Cussy Mary, a young single woman, lives in the hills and hollers of Kentucky during the 1930s. She
has applied and been accepted as a pack horse librarian, which was a job for women,
sponsored by the WPA. Her job is to deliver books by horseback to the people on
an established route in her mountain neighborhood. She knows her readers well and works very hard to find the materials that her clients want—everything
from the classics to magazines to newspapers, many weeks old by the time they
get to Cussy. She makes her way through the mountains on a mule named Junia,
who is both her protector and best friend as well as the carrier of the library
materials Cussy carries.
What distinguishes Cussy Mary from other young women of the
area is her color. She is one of the last of the Blue People of Kentucky. This
was a clan of blue-tinged people that had populated the area for several
generations. They have hidden in the hills because they have been ridiculed and
shunned and classified as inbreds, which they were not. Thank goodness for
Google, because I had never heard of the blue people, but when I read up on it,
I discovered that this aspect of the story line was remarkably true.

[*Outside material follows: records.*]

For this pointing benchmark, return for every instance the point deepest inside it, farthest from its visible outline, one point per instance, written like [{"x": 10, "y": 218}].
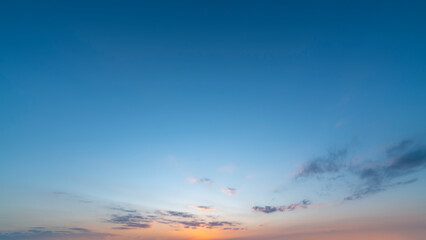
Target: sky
[{"x": 221, "y": 120}]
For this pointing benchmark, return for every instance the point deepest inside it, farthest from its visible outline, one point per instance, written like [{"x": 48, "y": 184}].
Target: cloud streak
[
  {"x": 203, "y": 208},
  {"x": 229, "y": 191},
  {"x": 42, "y": 233},
  {"x": 271, "y": 209},
  {"x": 400, "y": 161},
  {"x": 170, "y": 218}
]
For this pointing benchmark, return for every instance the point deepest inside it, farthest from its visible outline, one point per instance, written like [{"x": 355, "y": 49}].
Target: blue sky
[{"x": 231, "y": 105}]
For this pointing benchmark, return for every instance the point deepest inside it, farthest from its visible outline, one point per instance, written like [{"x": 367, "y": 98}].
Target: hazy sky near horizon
[{"x": 269, "y": 120}]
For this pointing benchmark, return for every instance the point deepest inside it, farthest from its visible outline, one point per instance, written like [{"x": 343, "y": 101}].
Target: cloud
[
  {"x": 131, "y": 221},
  {"x": 229, "y": 191},
  {"x": 170, "y": 218},
  {"x": 80, "y": 229},
  {"x": 330, "y": 163},
  {"x": 271, "y": 209},
  {"x": 122, "y": 209},
  {"x": 180, "y": 214},
  {"x": 201, "y": 180},
  {"x": 42, "y": 233},
  {"x": 399, "y": 161},
  {"x": 203, "y": 208},
  {"x": 402, "y": 160}
]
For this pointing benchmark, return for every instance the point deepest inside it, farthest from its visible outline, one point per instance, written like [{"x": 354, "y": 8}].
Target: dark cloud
[
  {"x": 80, "y": 229},
  {"x": 171, "y": 218},
  {"x": 400, "y": 160},
  {"x": 201, "y": 180},
  {"x": 203, "y": 208},
  {"x": 331, "y": 163},
  {"x": 180, "y": 214},
  {"x": 43, "y": 233},
  {"x": 271, "y": 209},
  {"x": 229, "y": 191},
  {"x": 122, "y": 209},
  {"x": 131, "y": 221}
]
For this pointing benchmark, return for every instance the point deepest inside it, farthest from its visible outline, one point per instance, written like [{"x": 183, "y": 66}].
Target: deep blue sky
[{"x": 124, "y": 101}]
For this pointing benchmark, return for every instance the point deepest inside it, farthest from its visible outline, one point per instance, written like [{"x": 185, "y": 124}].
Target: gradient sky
[{"x": 270, "y": 120}]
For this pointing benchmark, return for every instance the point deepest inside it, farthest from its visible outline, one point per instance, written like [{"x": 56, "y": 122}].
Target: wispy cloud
[
  {"x": 229, "y": 191},
  {"x": 130, "y": 221},
  {"x": 271, "y": 209},
  {"x": 203, "y": 208},
  {"x": 330, "y": 163},
  {"x": 201, "y": 180}
]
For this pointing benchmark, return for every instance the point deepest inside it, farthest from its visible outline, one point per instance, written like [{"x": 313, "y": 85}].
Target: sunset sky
[{"x": 187, "y": 120}]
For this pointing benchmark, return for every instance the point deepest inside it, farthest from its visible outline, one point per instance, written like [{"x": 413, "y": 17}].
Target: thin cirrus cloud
[
  {"x": 271, "y": 209},
  {"x": 229, "y": 191},
  {"x": 200, "y": 180},
  {"x": 203, "y": 208},
  {"x": 400, "y": 161}
]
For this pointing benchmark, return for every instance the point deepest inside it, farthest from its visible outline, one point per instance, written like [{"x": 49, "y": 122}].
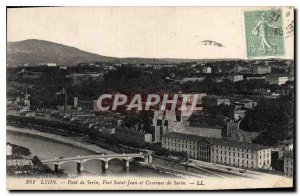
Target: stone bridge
[{"x": 104, "y": 158}]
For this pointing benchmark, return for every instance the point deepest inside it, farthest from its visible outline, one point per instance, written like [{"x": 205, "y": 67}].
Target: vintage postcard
[{"x": 150, "y": 98}]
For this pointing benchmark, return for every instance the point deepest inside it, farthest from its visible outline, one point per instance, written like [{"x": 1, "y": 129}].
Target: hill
[{"x": 34, "y": 52}]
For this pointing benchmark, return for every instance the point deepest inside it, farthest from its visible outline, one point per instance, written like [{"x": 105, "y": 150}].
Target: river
[{"x": 46, "y": 149}]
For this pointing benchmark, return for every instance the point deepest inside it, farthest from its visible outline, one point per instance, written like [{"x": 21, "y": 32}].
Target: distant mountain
[{"x": 34, "y": 52}]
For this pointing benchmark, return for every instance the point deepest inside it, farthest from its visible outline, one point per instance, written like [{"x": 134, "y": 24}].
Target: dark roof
[{"x": 217, "y": 141}]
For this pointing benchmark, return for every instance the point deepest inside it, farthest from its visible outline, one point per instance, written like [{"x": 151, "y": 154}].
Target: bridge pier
[
  {"x": 79, "y": 167},
  {"x": 56, "y": 168}
]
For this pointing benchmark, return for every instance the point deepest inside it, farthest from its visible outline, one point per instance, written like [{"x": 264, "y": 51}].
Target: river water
[{"x": 47, "y": 149}]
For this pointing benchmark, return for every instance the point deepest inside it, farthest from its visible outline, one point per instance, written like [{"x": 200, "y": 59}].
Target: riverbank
[{"x": 59, "y": 138}]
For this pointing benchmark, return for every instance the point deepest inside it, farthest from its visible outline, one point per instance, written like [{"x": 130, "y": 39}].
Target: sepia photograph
[{"x": 150, "y": 98}]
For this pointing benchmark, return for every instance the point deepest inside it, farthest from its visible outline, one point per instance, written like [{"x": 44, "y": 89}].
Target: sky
[{"x": 153, "y": 32}]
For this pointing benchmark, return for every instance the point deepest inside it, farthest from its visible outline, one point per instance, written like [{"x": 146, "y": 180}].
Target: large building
[
  {"x": 196, "y": 147},
  {"x": 277, "y": 79},
  {"x": 235, "y": 78},
  {"x": 241, "y": 154},
  {"x": 288, "y": 163},
  {"x": 220, "y": 151},
  {"x": 261, "y": 70}
]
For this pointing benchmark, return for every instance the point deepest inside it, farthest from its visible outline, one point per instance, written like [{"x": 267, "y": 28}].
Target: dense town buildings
[{"x": 221, "y": 151}]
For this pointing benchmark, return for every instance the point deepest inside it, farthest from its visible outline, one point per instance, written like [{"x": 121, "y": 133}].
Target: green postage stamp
[{"x": 264, "y": 33}]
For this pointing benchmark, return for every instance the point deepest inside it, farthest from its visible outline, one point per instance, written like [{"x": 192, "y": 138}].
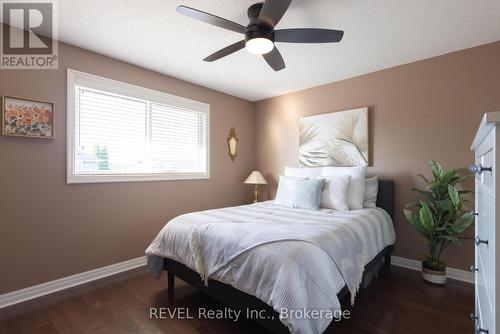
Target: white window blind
[{"x": 123, "y": 137}]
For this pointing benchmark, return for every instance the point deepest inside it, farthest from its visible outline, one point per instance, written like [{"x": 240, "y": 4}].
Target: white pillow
[
  {"x": 299, "y": 193},
  {"x": 371, "y": 190},
  {"x": 356, "y": 192},
  {"x": 334, "y": 194},
  {"x": 307, "y": 172}
]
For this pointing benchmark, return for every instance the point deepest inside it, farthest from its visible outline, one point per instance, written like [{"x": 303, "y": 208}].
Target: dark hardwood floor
[{"x": 397, "y": 302}]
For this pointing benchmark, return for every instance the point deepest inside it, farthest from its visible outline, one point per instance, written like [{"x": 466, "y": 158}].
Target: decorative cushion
[
  {"x": 299, "y": 193},
  {"x": 356, "y": 192},
  {"x": 335, "y": 192}
]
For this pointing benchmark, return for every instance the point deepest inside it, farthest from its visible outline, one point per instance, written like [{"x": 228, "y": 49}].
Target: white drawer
[
  {"x": 485, "y": 253},
  {"x": 485, "y": 314},
  {"x": 485, "y": 156}
]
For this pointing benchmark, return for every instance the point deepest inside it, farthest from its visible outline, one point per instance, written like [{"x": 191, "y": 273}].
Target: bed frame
[{"x": 239, "y": 300}]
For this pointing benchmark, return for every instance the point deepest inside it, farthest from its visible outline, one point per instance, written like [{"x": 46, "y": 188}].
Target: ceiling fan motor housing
[{"x": 253, "y": 29}]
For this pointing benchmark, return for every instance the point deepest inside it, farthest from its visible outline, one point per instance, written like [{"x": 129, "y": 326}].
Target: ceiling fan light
[{"x": 259, "y": 45}]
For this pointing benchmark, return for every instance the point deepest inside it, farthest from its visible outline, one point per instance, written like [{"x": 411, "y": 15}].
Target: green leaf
[
  {"x": 455, "y": 198},
  {"x": 426, "y": 217},
  {"x": 426, "y": 180},
  {"x": 437, "y": 170}
]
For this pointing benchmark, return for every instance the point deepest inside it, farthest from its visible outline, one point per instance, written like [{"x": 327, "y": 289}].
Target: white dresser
[{"x": 487, "y": 266}]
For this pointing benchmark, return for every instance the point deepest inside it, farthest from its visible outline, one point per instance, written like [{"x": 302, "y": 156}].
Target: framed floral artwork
[
  {"x": 24, "y": 117},
  {"x": 335, "y": 139}
]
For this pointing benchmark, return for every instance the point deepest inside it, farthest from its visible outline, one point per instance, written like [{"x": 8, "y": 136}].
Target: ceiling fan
[{"x": 260, "y": 34}]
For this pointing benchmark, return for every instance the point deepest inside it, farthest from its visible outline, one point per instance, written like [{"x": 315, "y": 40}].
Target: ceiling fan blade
[
  {"x": 226, "y": 51},
  {"x": 275, "y": 60},
  {"x": 308, "y": 35},
  {"x": 211, "y": 19},
  {"x": 272, "y": 11}
]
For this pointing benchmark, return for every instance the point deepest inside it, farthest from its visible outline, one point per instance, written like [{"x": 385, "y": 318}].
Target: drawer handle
[
  {"x": 481, "y": 330},
  {"x": 479, "y": 241},
  {"x": 478, "y": 169}
]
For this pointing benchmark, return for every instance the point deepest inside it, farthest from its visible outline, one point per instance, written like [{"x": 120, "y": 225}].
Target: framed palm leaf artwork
[{"x": 334, "y": 139}]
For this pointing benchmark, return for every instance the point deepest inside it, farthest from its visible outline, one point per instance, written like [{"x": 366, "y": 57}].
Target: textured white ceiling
[{"x": 378, "y": 34}]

It would appear that Cussy (or Bluet, as she was called by
her clients) had more than three strikes against her, but she is strong and
feisty, and she prevails. She loves her job and takes pride in the help that
she offers her clients. People rely on her to read stories to them, bring them
news from the outside world, and even provide food if necessary. Her work is a
testament to the power of reading and books.
There’s a lot of heartbreak in The Book Woman of Troublesome
Creek, not just for Cussy Mary and her father, a miner, but also for the people
in the hills. The description of life is remarkable, thanks to the skilled writing
of Richardson. Here is one paragraph. “I found the tiny cabin stitched into a
mountain, tarred with black pine and stingy sunlight. In the yard, two crows
drank from mud puddles. Overhead, more cawed before dropping down to scar the
yard. Two sick chickens peeked around the corner of the cabin, their combs and
wattles festered with the fowl pox. A rawboned dog dozed on the crumbling
porch. Junia snorted, and the pup raised its mangy body and flattened its
flea-bitten ears before slinking off.” Inside, Cussy finds her favorite child client, Henry, and his siblings suffering from
pellagra, and Henry is dying.
One reviewer says that Richardson doesn’t “pull punches when
it comes to describing the hardscrabble lives of the hill people.” Yet, I
considered the descriptions to be fairly realistic, contrasted, as they were,
with great moments of hope and kindness. I do have to say that the ending is
quite abrupt, and we are not allowed enough time to enjoy the happiness that
Cussy Mary finds as she discovers true love and her life moves on to another level.
The only weakness I found in a totally engrossing book.
I can highly recommend The Book Woman of Troublesome Creek. I especially enjoyed the pictures of the Kentucky Pack Horse librarians that come at the end of the book.